Hal ini patut dipertanyakan, mengingat banyak faktor yang menjadi pertimbangan, mengapa pembagian dan pendelegasian tugas antara Gubernur dan Wakil Gubernur mesti berlangsung selama ini. Alasannya, potensi Gorontalo yang menjadi sumber Pendapatan Asli Daerah (PAD) tidak bisa diandalkan sehingga harus mendatangkan anggaran dari pusat untuk membangun infrastruktur dan menggerakan roda perekonomian.
Jika demikian, lagi-lagi mampukah Gusnar Ismail tampil seperti Fadel yang memiliki kharisma melakukan lobi-lobi tingkat tinggi guna mendatangkan anggaran dari pusat?
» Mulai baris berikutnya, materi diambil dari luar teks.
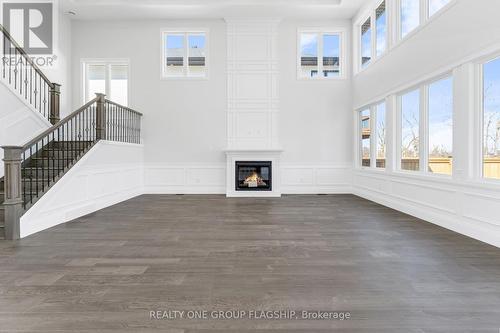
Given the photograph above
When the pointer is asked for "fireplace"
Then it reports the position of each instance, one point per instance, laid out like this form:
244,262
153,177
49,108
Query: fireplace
253,176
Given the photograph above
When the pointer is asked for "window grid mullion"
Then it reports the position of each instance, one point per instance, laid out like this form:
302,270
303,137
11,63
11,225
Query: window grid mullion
373,36
320,55
424,128
373,135
186,54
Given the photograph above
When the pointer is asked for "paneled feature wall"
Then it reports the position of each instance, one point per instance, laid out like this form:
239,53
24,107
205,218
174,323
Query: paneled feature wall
252,87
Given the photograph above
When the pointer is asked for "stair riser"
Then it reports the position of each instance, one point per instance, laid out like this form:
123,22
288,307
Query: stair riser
47,173
49,163
60,154
68,145
32,186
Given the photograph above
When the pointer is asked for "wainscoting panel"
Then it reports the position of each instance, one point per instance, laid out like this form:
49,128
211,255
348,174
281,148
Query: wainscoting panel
185,178
210,179
315,179
444,202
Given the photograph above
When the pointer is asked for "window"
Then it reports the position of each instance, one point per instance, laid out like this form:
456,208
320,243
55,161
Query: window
320,52
365,138
380,132
184,54
409,16
491,119
441,126
366,43
106,77
410,131
436,5
381,28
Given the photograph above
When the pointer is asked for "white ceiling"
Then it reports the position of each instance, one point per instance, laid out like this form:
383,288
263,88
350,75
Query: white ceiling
177,9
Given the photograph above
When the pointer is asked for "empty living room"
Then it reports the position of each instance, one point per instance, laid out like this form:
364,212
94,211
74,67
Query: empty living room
220,166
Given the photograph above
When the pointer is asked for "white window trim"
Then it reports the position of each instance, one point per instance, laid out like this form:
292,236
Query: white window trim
423,89
185,32
107,62
372,108
478,153
394,39
342,61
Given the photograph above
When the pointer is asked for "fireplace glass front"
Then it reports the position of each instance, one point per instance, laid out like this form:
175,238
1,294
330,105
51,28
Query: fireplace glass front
254,176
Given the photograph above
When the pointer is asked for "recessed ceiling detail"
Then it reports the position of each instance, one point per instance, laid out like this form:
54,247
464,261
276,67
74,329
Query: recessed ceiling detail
210,9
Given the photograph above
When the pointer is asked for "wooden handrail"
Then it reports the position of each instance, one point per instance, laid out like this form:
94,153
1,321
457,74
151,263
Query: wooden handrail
124,107
58,125
25,55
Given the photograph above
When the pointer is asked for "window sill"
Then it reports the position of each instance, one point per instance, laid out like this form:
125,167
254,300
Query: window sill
184,78
321,79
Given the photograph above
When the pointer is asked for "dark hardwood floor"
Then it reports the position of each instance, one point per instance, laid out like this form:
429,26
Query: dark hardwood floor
106,272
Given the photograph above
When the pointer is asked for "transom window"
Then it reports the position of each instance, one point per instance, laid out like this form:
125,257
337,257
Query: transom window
436,5
320,55
409,16
373,35
106,77
366,43
184,54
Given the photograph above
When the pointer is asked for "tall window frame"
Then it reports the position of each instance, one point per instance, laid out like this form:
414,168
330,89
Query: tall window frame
186,33
486,161
368,121
108,64
423,127
320,33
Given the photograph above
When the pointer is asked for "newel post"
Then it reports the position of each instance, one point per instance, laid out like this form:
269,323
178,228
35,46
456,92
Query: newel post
55,103
101,117
13,191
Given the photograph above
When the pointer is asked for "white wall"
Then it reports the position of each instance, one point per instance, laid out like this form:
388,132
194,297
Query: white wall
61,72
315,119
19,121
184,120
109,173
463,203
184,124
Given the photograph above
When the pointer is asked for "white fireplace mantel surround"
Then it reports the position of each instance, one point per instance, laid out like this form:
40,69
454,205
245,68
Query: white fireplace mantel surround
268,155
253,101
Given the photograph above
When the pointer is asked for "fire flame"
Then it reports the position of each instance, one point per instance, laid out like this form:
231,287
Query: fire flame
254,178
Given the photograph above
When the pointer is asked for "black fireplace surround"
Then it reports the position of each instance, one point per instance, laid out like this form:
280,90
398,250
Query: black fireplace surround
254,176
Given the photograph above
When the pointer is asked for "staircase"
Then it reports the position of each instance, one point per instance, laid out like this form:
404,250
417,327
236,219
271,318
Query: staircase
33,168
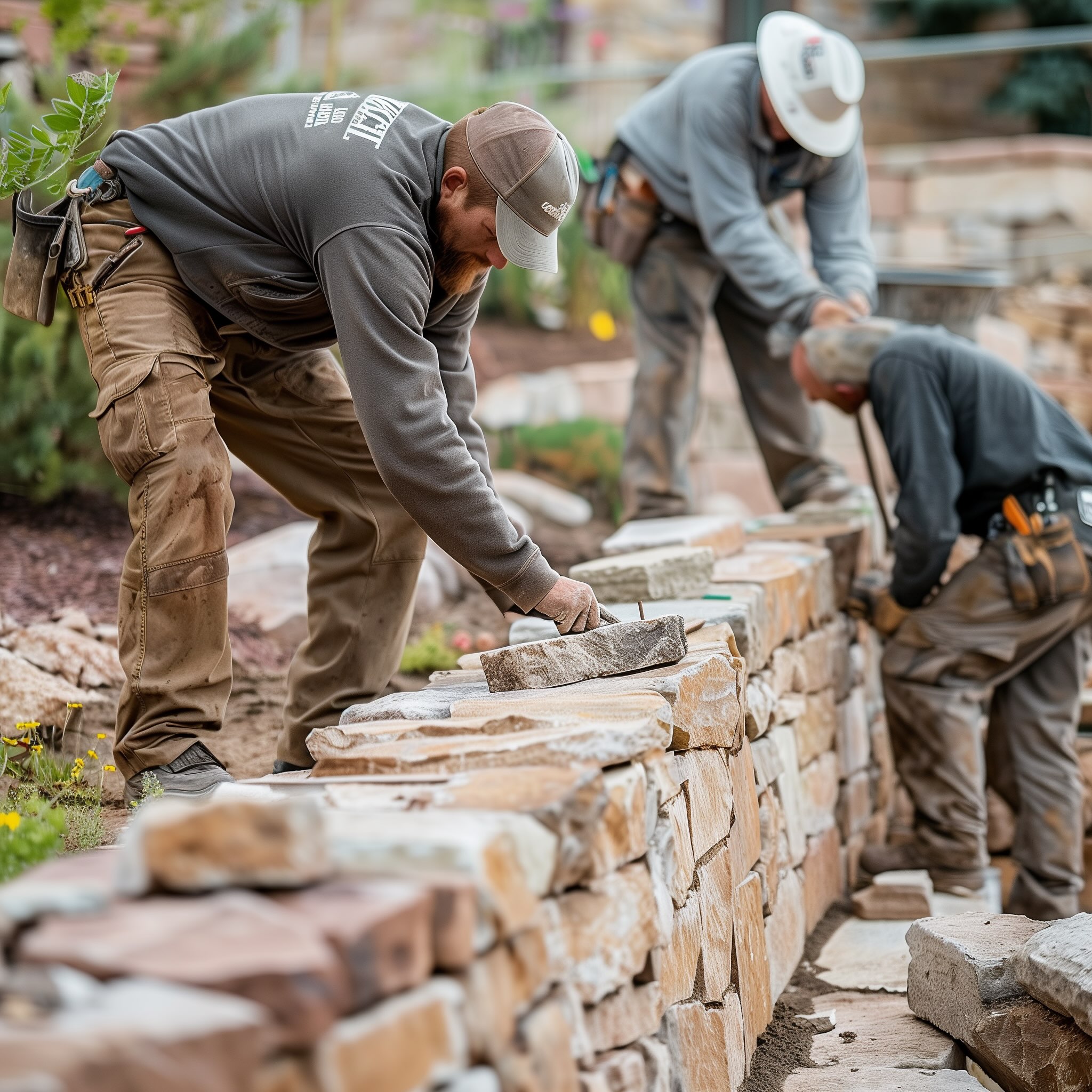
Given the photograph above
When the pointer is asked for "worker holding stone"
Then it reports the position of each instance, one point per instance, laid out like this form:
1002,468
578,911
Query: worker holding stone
228,249
686,201
977,450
Ataukah ia akan memposisikan diri sebagai eksekutor dan menyerahkan sepenuhnya urusan lobi melobi di tangan Wakil Gubernur? Ataukah ia dan Wakilnya akan mengeroyok secara bersama-sama dalam mengembangkan potensi daerah untuk mendongkrak pertumbuhan ekonomi? Dan apakah dengan PAD yang hanya sekian miliar rupiah per tahun mampu menggerakkan potensi sumber daya alam bagi upaya meraih kemajuan dan pertumbuhan ekonomi yang signifikan?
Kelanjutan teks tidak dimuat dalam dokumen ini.